Des rêves sucrés sur Instagram

La pâtisserie dans ses plus beaux atours s’invite sur la Toile à travers une caméra qui donne l’eau à la bouche.

Un « Shag Cake » coloré. Photo Bigstock

Ces temps où les grands chefs, enfermés dans leur cuisine, tour d’ivoire, n’en finissaient pas de concocter les saveurs les plus parfaites, sont révolus. Depuis l’avènement des réseaux sociaux, la nourriture n’est plus uniquement faite en intérieur et pour flatter le palais : exposée à tous, elle est devenue multisensorielle. Une expérience à partager. Ainsi, les toques blanches se sont surpassées pour offrir des pâtisseries tant gastronomiques que visuelles. Et, dans ce contexte, autant que les ingrédients et l’expérimentation, c’est l’effet qui est recherché. Les spécialistes, conscients du pouvoir des médias sociaux, se sont donc mis à pétrir, enfourner et décorer des pâtisseries dans tous leurs états et dans leurs plus beaux atours. Avec un savoir-faire, une finesse et un bon choix des matières et des couleurs, l’effet artistique sur la Toile était assuré.

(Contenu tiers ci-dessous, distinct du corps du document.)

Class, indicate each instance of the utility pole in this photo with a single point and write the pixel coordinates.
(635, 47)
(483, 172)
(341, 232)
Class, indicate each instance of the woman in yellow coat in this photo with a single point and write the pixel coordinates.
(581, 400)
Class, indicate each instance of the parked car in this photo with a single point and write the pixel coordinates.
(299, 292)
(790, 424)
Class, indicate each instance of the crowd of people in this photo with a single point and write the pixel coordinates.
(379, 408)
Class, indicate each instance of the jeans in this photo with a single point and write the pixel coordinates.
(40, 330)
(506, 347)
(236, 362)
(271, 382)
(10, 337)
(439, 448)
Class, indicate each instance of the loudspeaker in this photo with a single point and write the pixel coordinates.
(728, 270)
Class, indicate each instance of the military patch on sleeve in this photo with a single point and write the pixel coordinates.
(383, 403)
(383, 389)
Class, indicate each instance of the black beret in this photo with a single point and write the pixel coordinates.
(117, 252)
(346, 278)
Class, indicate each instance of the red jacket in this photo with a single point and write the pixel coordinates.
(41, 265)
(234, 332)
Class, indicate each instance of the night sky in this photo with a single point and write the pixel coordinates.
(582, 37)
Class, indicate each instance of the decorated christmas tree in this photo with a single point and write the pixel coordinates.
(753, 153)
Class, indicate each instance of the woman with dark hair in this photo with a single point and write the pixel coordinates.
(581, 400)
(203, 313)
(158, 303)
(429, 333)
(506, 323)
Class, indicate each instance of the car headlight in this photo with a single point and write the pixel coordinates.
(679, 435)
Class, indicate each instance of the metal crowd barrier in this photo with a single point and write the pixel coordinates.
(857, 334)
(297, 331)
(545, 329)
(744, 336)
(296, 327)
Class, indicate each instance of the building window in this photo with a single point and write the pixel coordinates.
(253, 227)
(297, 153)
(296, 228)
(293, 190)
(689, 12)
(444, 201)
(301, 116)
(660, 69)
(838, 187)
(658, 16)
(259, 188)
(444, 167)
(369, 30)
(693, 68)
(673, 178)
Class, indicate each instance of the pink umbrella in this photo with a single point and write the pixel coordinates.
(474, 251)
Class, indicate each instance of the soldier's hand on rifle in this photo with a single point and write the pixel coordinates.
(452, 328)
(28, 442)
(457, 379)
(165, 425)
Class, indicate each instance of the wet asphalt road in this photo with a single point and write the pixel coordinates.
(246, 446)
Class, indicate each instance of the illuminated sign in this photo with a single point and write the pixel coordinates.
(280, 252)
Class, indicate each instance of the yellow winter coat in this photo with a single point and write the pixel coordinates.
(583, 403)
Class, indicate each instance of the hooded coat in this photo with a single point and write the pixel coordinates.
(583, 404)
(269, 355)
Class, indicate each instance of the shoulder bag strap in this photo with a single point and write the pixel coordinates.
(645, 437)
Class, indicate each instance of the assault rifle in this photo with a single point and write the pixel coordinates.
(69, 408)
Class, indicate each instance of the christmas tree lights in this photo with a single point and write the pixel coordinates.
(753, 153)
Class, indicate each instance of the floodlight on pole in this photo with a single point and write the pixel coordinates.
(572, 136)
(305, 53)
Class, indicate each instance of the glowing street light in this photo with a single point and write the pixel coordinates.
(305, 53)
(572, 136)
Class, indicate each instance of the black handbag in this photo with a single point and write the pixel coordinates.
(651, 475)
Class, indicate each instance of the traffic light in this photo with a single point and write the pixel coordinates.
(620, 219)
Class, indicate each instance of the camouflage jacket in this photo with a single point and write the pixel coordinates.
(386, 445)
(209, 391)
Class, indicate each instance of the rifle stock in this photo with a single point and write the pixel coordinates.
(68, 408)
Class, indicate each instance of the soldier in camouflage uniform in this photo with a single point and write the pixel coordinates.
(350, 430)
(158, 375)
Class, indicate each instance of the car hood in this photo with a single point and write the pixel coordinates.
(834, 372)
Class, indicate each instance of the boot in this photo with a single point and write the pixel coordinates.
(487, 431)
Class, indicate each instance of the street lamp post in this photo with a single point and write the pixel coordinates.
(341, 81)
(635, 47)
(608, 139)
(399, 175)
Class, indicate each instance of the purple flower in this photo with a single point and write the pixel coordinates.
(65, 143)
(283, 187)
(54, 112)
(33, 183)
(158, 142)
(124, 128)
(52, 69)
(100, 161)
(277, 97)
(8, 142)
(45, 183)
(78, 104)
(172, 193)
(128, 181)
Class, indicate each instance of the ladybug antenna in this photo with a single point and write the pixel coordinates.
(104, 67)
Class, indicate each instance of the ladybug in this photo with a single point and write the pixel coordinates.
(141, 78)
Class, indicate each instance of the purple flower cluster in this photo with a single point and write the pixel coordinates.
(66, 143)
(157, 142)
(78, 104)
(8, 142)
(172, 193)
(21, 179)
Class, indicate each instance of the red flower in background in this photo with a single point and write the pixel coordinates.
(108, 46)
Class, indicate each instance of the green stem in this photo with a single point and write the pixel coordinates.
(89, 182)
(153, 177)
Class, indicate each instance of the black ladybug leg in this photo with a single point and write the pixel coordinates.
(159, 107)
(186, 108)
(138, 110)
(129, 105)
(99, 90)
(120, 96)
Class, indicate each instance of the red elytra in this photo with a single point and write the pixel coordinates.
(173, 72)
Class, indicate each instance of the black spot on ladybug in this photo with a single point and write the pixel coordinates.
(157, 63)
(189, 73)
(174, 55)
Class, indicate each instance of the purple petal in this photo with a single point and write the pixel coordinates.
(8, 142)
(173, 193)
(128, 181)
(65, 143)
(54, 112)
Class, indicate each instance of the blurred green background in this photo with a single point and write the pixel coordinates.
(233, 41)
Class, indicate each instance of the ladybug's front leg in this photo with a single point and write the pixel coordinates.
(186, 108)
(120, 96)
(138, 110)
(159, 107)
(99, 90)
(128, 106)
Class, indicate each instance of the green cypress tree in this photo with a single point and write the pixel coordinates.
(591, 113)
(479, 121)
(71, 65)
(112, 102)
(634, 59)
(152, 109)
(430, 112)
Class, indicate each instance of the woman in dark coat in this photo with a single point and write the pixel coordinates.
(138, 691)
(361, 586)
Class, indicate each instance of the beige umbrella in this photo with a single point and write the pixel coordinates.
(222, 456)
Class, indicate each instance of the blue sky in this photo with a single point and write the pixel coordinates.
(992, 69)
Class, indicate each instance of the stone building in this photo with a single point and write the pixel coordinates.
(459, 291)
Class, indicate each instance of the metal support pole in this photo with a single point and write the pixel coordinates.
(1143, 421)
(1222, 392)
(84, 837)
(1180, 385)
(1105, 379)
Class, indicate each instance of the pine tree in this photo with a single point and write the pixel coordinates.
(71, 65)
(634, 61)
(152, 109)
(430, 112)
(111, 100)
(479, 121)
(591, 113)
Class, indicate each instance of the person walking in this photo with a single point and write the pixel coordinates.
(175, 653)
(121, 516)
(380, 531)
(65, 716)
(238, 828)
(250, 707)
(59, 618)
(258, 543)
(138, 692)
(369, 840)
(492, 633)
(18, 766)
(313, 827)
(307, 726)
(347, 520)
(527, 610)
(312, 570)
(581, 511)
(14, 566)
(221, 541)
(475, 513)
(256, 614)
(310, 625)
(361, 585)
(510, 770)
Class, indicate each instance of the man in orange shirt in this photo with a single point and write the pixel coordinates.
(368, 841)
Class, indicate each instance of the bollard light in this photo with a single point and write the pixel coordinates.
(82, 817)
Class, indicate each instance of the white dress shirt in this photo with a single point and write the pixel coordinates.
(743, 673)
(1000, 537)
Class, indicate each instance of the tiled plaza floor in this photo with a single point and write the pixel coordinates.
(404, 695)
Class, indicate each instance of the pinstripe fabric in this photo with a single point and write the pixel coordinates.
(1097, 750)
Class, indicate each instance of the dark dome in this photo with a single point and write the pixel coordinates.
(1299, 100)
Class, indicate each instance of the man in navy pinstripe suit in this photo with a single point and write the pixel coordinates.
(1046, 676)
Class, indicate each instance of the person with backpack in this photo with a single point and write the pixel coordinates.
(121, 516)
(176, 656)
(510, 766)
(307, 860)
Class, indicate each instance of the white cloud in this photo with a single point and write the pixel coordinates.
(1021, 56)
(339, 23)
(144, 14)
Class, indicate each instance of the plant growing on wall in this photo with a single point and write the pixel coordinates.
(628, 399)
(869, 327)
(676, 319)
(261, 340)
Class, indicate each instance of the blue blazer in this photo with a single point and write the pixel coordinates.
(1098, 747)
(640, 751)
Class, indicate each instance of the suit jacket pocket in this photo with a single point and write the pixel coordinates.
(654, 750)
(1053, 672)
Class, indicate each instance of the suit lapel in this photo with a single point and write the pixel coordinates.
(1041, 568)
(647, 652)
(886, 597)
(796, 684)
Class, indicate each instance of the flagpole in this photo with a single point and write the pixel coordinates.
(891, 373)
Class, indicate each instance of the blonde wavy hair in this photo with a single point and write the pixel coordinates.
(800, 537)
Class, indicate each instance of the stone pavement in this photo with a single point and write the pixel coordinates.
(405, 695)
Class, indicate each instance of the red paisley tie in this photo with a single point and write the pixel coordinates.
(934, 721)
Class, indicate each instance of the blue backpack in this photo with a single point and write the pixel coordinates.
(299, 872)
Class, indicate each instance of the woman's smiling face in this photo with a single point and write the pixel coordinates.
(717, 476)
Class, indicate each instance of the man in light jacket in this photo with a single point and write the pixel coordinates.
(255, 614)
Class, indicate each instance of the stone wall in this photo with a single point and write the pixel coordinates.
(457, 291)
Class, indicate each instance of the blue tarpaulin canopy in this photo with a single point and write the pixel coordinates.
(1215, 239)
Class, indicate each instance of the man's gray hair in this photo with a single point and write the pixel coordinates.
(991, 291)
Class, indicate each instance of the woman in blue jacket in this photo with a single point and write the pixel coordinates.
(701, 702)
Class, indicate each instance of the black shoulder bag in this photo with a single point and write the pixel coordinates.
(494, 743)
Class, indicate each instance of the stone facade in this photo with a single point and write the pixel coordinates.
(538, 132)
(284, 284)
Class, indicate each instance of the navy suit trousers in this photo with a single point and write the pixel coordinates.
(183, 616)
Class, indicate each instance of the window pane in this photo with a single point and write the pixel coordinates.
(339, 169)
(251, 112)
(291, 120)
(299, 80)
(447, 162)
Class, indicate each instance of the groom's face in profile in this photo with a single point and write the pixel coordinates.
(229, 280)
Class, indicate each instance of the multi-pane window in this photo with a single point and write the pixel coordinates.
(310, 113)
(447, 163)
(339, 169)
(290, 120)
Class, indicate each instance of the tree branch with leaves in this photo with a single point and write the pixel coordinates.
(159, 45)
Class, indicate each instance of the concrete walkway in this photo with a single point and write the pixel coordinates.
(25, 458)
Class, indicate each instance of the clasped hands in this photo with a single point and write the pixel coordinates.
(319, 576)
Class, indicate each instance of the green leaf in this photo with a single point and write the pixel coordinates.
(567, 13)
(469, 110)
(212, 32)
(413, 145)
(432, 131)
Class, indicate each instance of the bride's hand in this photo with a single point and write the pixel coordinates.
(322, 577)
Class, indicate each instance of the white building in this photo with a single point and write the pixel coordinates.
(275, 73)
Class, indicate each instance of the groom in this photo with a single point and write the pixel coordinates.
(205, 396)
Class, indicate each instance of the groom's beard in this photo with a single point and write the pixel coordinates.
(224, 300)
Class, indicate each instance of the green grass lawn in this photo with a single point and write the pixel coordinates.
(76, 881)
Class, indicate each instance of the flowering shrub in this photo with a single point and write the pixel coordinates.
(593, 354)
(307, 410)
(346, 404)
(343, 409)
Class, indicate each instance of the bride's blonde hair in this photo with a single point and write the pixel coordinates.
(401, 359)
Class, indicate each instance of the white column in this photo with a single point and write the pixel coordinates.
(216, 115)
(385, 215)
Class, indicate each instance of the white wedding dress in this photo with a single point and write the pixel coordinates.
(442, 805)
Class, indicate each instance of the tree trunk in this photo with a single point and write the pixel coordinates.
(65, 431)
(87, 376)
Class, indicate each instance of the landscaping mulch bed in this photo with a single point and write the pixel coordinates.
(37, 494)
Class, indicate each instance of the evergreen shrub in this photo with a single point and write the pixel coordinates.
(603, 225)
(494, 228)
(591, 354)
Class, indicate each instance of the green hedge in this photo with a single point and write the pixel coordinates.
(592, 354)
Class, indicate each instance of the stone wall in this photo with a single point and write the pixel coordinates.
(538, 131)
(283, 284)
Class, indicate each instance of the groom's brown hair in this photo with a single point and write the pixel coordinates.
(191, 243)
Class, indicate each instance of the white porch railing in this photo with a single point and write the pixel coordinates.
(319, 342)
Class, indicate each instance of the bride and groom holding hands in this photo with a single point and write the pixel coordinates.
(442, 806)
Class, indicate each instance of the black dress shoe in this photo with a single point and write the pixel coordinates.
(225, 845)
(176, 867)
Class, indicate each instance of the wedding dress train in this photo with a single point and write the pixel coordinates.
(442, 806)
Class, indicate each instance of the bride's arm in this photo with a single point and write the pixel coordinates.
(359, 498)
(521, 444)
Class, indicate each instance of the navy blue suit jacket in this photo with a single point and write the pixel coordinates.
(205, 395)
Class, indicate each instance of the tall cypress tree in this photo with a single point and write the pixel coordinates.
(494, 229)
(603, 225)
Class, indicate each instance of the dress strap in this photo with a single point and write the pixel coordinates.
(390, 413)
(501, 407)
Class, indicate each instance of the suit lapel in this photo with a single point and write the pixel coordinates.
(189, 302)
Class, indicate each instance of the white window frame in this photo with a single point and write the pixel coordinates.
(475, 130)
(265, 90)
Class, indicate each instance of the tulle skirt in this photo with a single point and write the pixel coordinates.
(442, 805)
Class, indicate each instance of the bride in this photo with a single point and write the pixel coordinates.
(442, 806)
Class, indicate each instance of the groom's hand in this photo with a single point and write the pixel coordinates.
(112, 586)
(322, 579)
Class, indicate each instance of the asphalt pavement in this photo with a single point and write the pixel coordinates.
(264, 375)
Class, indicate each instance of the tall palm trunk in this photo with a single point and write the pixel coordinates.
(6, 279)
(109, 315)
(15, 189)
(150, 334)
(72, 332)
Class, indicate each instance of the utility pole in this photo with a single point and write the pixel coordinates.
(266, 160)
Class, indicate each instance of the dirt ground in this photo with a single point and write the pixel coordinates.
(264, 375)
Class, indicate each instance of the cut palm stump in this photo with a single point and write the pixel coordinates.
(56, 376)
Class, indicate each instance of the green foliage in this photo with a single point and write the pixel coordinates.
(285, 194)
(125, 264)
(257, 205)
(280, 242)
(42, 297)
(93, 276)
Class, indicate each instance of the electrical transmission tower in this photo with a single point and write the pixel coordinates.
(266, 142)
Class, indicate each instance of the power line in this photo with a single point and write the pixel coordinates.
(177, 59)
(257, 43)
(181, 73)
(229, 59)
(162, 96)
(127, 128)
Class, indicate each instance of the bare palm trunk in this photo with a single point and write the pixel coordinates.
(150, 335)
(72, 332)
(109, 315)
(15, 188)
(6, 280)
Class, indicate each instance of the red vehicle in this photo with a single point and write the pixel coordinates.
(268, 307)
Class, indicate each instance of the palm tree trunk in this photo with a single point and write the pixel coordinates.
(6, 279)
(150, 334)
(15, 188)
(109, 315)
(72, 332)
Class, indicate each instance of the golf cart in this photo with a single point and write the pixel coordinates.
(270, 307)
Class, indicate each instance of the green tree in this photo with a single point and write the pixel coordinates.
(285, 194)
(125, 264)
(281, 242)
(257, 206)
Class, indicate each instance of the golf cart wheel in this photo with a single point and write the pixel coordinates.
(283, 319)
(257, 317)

Tout a commencé lorsque les accros aux réseaux sociaux, de parfaits inconnus, qui avaient réussi des babas au rhum, des tartes à tous les fruits et autres mont-blancs et gâteaux au chocolat, ont fièrement posté leurs performances sur Instagram. Le succès aidant, les pros ont eux aussi mis la main à leur prodigieuse pâte et presque délaissé leur vitrine alléchante pour exhiber photographiquement leurs saveurs sur leurs différents comptes, attirant followers, clients et admirateurs qui cherchaient des inspirations dans ces desserts d’une grande créativité. La magie d’Instagram aidant, les femmes au foyer, les chefs en devenir, les gourmands et les gourmets se sont mis de la partie. Parallèlement, les célèbres confectionneurs de ces gâteries se sont taillés une place de choix en ligne.


Performances culinaires en ligne
Nous avons suivi quelques-uns d’entre eux, guidés d’abord par Kirsten Tibbals, célèbre chef pâtissière et chocolatière australienne qui, ayant bien étudié cette nouvelle voie, s’explique : « L’internet, dit-elle, a eu la plus grande influence qui soit sur la pâtisserie d’aujourd’hui. Ainsi, l’on peut actuellement assister de visu à la manière de travailler des grands noms des desserts qui réalisent leurs spécialités devant le public, en les présentant au mieux, alors, qu’auparavant, on attendait pour pouvoir les découvrir dans des images figées sur le papier glacé des magazines. Tout cela stimule les talents et les techniques. »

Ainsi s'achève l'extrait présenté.